Case ID: colo_77/html/0260-01.html
Source: Caselaw Access Project
Author: {"author": "Mr. Justice Campbell", "license": "Public Domain", "url": "https://static.case.law/"}
Date Created: 2024-08-24T03:29:51.129683

No. 11,017.
    Hultquist v. Hultquist.
    Decided May 4, 1925.
    Action for divorce. Temporary alimony awarded plaintiff.
    
      Writ of Error Dismissed.
    
    1. Appeal and Error — Divorce and Alimony. A judgment awarding temporary alimony is final in the sense that it may be reviewed by writ of error when rendered in a divorce action.
    2. Divorce and Alimony — Review. No writ of error from the Supreme Court may be taken to review any judgment or decree in a divorce action unless the notice prescribed by section 5605, C. L. ’21, is given.
    
      Error to the District Court of Yuma County, Hon.

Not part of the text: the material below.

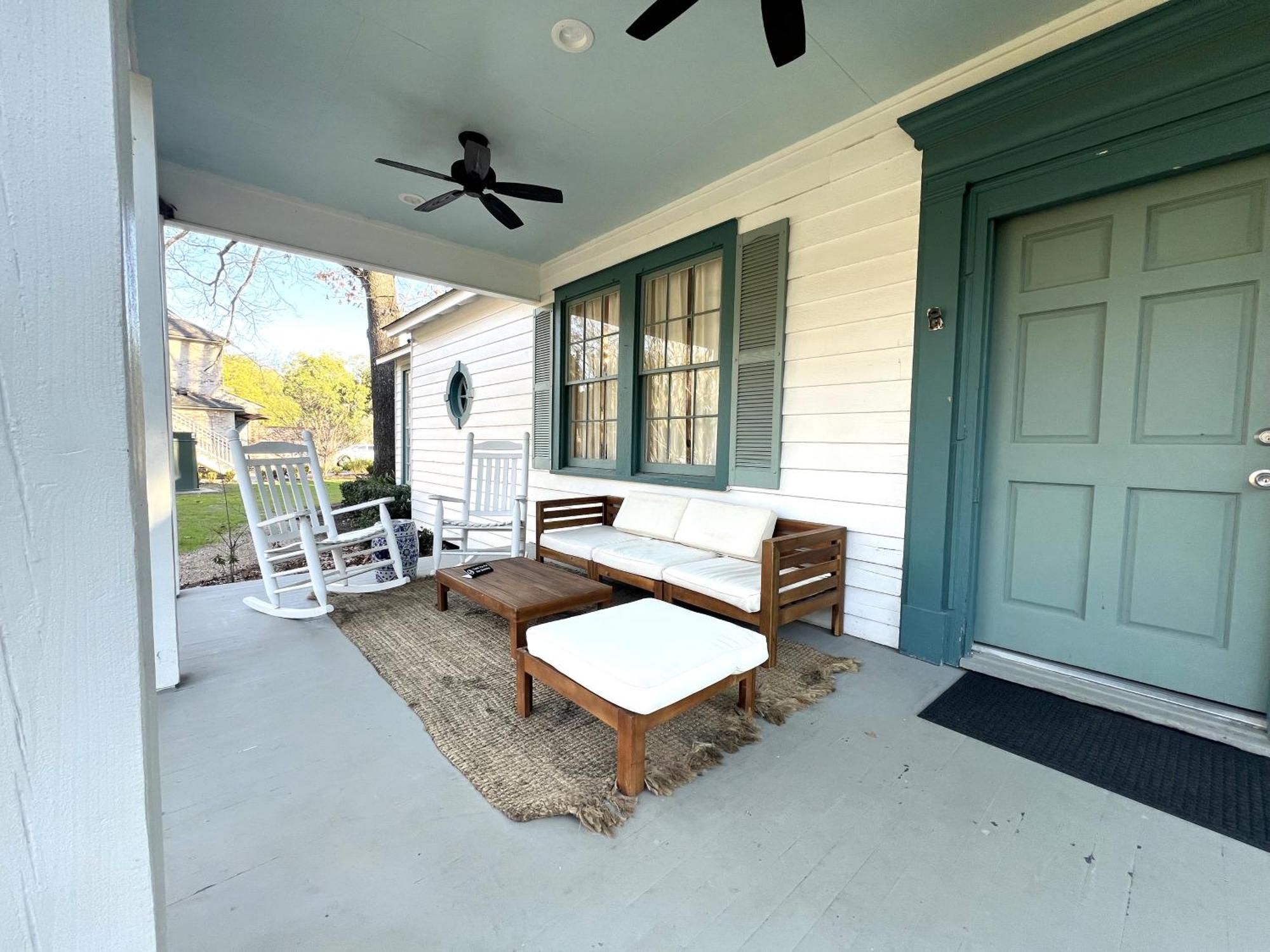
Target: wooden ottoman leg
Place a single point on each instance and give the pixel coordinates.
(746, 692)
(631, 755)
(524, 687)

H. E. Munson, Judge.
    
    Mr. Walter S. Coen, Mr. William B. Paynter, Mr. Omer T. Mallory, for plaintiff in error.
    Messrs. Allen, Webster & Drath, for defendant in error.
    
      Department Three.
    
   Mr. Justice Campbell

delivered the opinion of the court.

In a divorce action there was an award of temporary alimony to the plaintiff, Jennie S. Hultquist, to review which the defendant John Hultquist sued out this writ of error. In a companion case No. 10998, a lunacy proceeding, Jennie S. Hultquist, Plaintiff in Error v. People of the State of Colorado, Defendant in Error, 77 Colo. 310, 236 Pac. 995, which was argued orally with the instant case, some of the questions here raised are there decided. We make no application of that decision to this controversy at this time, as this writ of error must be dismissed for want of jurisdiction and it would not be proper now to discuss the case on its merits.

A judgment awarding temporary alimony is final in the sense that it may be reviewed by a writ of error when it is rendered in a divorce action. This court in a series of cases, beginning with Chamberlain v. Chamberlain, 66 Colo. 562, 185 Pac. 354, followed by Diegel v. Diegel, 73 Colo. 330, 215 Pac. 143, Perry v. Perry, 74 Colo. 106, 219 Pac. 221, and Miller v. Miller, 74 Colo. 143, 219 Pac. 783, has decided that under the restriction of section 5605, C. L. 1921, no writ of error from the Supreme Court shall be taken or allowed or prosecuted to review any judgment or decree of any court rendered in an action for divorce unless the unsuccessful party shall within five days from the date thereof file with the clerk of the court a written notice that he or she will apply within sixty days from the date of the said judgment or decree for a writ of error. This notice was not given in this case. The reasons for the ruling are given in the cited cases and need not be repeated. We are obliged, therefore, to dismiss this writ of error for lack of jurisdiction to maintain it.

Mr. Chief Justice Allen and Mr. Justice Sheafor concur.